A biologist investigating blood cell production and how cells communicate with each other, Professor Hilton has continued an active research program.
He and his team hold over 20 patents and have translated their research through collaboration with venture capitalists and the biopharmaceutical industry.
CSIRO is also leading the way in new approaches to monitoring the environmental sustainability of forest management to help demonstrate the impacts and benefits of forest management on Australia’s natural capital – the soil, water, biodiversity and air essential to produce timber and other ecosystems services from forests.
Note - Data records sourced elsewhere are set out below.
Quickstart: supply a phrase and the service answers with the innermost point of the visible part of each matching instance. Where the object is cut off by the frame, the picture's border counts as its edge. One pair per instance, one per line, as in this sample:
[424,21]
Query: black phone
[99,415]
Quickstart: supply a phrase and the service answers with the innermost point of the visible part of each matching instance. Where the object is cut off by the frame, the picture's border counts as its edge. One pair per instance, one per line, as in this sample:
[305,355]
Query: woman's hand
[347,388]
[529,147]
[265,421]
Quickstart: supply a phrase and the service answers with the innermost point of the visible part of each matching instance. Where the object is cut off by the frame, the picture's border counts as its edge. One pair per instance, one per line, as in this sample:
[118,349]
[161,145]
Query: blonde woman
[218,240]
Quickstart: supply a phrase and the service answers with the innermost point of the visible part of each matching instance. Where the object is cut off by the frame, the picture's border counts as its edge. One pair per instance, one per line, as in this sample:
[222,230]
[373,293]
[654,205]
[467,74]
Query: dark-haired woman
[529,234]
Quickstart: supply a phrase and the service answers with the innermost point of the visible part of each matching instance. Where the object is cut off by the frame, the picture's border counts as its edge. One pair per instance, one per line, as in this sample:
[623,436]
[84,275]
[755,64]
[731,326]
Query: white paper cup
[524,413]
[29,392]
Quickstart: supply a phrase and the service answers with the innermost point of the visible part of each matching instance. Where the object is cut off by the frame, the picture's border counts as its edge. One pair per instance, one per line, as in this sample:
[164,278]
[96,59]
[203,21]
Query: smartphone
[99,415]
CSIRO is developing strategies for keeping Australia’s forests productive and healthy into the future so that they continue to provide a range of products and services like timber, habitat and clean water.
This research by CSIRO contributes to carbon sequestration and forest sustainability.
“Doug is a much-respected researcher, leader and communicator of the better outcomes science can deliver,” CSIRO chair Kathryn Fagg, AO, said.
“His 14 years leading WEHI have been exemplified by his passion for research, mentoring and supporting young researchers, building the infrastructure to support the creativity of researchers and a dedication to translating research to improve the lives of Australians.”
Ms Fagg said that beyond research, Professor Hilton had emphasised the importance of strong institutional cultures and furthered diversity in science.
A Champion of Change Coalition member and a board member of Australians Investing in Women, he has led initiatives to boost gender equality and diversity and address the better representation of women in senior roles in the Australian medical research sector.
Commenting on his appointment, Professor Hilton said: “CSIRO is a unique national treasure, there to deliver science for the benefit of the community.
The intent of CSIRO and my values are completely aligned, and I look forward to leading the organisation as we work to solve our nation’s greatest challenges.”
The appointment follows eight years served by Dr Larry Marshall, who completes his third and final term as CEO this month.
Kirsten Rose, CSIRO’s Executive Director of Future Industries, has been appointed Acting Chief Executive from 1 July.